On peut se demander s’ils vont se rendre au fond du problème en quatre séances.

La question à 15 milliards $ (voir plus bas) est la suivante : pourquoi la fonction publique croît-elle si rapidement alors que le recours à la sous-traitance explose lui aussi ? Les députés veulent savoir si les contribuables en ont pour leur argent avec tous ces contrats. Les contrats externes ont en effet permis de bâtir une sorte de fonction publique « fantôme » qui peut se soustraire aux règles de dotation en personnel qui doivent normalement être respectées.

C’est gros comment? Une équipe de recherche de l’Université de Carleton s’est penchée sur les contrats fédéraux afin de déterminer combien de milliards sont dépensés, et à quelles fins. Elle estime que le gouvernement a dépensé 15 milliards $ en contrats externes l’an dernier, dont 4,7 milliards $ pour des contrats de TI.

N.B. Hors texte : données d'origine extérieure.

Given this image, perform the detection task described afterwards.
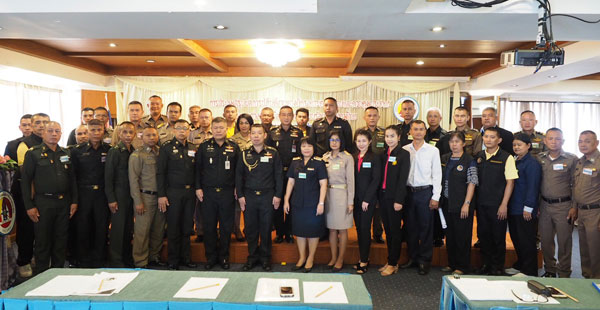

Le rôle des extras. Une grande partie de cette somme est constituée de modifications aux contrats. Environ 272 075 contrats ont été actifs depuis l’année financière 2017-18. Environ 16 % de ces contrats ont été modifiés au moins une fois. Ces changements ont ajouté 25,6 milliards $ au coût initial (réparti sur l’ensemble de la période).

  • En moyenne : la durée d’un contrat typique est d’environ 10 mois et sa valeur s’élève à environ 423 000 $ (pour les contrats de plus de 10 000 $).
  • Le plus long : 34,8 ans (de juin 2015 à mars 2050) pour le consortium qui a remplacé le pont Champlain, à Montréal.
  • Le plus coûteux : 5,7 milliards $ à Brookfield Global Integrated Solutions, pour la gestion d’immeubles de bureaux.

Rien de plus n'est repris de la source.